Pourquoi c’est important

Perdre du poids demande de la volonté. Beaucoup. Mais la volonté est une ressource limitée. Ça draine.

En vous mettant dans la meilleure position possible pour réussir, vous conservez cette énergie. Vous supprimez les frictions. Vous arrêtez de vous battre contre votre propre cercle social et commencez à l’utiliser comme carburant.

Ce n’est pas facile. Cela nécessite des conversations gênantes. Cela nécessite de fixer des limites avec les personnes que vous aimez. Mais l’alternative est de mener seul une bataille difficile.

Joan Horbiak, R.D., MPH, diététiste et présidente du Health and Nutrition Network, a conçu des programmes de perte de poids et a été porte-parole de l’American Dietetic Association.

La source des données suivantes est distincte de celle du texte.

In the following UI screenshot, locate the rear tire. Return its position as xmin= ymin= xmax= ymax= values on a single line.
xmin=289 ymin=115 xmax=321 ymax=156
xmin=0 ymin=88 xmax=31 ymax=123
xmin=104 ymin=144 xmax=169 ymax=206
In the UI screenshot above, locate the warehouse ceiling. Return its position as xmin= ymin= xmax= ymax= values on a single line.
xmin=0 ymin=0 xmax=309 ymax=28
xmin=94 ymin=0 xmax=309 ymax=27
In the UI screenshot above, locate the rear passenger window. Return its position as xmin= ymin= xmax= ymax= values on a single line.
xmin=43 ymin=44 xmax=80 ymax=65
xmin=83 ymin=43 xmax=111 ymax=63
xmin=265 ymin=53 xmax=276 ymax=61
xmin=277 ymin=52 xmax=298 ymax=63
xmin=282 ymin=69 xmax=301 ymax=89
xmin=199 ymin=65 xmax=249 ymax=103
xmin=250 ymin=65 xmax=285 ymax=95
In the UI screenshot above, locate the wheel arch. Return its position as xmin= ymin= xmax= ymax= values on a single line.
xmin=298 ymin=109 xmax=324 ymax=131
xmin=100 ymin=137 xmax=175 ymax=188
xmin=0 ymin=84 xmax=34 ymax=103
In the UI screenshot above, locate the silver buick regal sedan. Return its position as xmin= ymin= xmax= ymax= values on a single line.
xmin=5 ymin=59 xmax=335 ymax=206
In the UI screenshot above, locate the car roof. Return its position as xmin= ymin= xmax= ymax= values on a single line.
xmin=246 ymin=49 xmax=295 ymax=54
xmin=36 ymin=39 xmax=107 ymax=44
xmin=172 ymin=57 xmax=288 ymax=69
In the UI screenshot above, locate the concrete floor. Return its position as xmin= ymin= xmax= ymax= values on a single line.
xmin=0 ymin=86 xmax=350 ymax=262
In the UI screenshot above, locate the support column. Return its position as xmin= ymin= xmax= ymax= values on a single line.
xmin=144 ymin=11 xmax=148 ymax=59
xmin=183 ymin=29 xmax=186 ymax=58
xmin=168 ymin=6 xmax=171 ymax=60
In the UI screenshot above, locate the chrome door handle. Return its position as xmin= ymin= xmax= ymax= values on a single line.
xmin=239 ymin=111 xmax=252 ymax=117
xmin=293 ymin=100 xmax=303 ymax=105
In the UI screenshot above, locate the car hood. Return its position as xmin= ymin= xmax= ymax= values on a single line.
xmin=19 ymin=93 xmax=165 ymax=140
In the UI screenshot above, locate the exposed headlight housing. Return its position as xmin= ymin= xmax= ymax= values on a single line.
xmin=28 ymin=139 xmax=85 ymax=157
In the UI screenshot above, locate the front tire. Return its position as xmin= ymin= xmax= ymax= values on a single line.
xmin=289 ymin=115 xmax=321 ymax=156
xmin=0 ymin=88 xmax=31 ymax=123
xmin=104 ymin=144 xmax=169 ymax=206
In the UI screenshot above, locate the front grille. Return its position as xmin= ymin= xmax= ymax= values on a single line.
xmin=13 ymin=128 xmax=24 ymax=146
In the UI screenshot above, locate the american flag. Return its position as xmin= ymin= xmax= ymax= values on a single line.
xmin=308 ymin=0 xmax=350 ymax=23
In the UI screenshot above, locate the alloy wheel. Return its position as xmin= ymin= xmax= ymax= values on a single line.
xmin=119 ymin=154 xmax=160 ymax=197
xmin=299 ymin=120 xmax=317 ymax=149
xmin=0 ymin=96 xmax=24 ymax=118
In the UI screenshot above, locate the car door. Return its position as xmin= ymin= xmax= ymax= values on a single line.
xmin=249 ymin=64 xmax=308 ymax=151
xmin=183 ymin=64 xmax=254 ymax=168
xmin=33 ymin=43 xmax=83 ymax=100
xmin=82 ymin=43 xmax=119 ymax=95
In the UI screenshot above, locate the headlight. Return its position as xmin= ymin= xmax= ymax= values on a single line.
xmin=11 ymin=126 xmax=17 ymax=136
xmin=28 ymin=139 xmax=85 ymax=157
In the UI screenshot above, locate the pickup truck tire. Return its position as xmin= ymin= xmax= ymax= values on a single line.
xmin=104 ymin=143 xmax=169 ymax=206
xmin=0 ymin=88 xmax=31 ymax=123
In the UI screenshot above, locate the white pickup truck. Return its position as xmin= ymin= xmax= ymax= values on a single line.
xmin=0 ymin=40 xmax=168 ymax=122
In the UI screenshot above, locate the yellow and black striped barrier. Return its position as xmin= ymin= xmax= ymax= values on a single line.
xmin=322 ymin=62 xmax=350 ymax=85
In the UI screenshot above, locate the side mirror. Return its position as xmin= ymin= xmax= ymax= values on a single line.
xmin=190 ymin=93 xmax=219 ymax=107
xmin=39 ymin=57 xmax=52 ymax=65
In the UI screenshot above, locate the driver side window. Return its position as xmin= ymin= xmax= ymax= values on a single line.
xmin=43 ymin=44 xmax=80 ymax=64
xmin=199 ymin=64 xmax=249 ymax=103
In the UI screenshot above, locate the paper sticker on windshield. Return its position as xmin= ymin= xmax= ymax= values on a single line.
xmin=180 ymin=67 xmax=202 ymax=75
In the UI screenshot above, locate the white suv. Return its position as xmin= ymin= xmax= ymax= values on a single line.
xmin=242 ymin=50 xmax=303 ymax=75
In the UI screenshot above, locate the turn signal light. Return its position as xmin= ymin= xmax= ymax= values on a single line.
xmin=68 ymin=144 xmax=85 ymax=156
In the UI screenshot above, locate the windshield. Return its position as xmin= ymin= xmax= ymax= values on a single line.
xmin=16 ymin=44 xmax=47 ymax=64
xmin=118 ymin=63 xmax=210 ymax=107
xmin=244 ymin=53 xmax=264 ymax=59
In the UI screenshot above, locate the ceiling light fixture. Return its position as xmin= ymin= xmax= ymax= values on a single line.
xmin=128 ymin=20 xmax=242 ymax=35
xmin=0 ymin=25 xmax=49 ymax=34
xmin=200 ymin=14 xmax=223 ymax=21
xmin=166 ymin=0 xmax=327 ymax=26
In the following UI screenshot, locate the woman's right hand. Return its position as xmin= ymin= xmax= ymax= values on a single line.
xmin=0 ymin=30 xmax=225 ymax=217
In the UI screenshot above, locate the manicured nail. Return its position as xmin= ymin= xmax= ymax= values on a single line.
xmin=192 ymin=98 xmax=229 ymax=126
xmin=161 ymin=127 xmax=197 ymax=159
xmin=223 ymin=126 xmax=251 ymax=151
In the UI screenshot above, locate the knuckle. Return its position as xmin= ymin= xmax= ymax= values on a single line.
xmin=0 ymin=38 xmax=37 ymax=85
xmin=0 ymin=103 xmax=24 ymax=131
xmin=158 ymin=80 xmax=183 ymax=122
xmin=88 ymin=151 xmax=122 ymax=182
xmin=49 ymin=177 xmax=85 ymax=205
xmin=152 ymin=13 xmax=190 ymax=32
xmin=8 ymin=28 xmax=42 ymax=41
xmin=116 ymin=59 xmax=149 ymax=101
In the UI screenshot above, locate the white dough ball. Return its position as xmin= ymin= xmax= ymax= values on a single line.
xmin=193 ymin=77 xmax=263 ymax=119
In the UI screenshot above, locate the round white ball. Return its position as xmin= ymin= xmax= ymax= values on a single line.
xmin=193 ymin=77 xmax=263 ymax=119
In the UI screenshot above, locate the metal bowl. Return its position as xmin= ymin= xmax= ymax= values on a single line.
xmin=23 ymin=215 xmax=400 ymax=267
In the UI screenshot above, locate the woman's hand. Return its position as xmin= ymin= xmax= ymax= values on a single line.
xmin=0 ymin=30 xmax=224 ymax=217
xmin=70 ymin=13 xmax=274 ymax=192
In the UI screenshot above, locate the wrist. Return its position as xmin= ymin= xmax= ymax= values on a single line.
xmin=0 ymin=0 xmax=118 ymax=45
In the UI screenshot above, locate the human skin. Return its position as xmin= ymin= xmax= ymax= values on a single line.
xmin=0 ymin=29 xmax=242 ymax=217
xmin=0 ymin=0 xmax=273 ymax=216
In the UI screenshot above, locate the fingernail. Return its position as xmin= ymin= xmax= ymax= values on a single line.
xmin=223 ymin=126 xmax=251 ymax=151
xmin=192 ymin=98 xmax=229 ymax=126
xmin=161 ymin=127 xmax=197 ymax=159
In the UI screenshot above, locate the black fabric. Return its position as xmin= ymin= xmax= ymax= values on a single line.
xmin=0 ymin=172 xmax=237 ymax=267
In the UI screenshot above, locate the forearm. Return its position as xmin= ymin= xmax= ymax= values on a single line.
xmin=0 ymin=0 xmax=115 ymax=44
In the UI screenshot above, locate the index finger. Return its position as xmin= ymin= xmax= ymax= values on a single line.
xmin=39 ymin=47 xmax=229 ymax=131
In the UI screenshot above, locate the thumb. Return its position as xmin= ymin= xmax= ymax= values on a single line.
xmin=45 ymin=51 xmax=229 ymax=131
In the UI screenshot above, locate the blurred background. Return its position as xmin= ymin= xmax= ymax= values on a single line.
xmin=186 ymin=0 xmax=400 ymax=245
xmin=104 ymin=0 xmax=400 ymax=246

Son travail, ainsi que les conseils du Duke University Diet and Fitness Center, soulignent que le personnel professionnel, notamment des médecins, des psychologues et des physiologistes de l’exercice, aide les clients à adopter de nouvelles habitudes de vie plus saines.

Avertissement : ces informations sont uniquement destinées à des fins éducatives. Ce n’est pas un avis médical. Consultez toujours votre médecin avant de commencer tout traitement, exercice ou changement de régime alimentaire.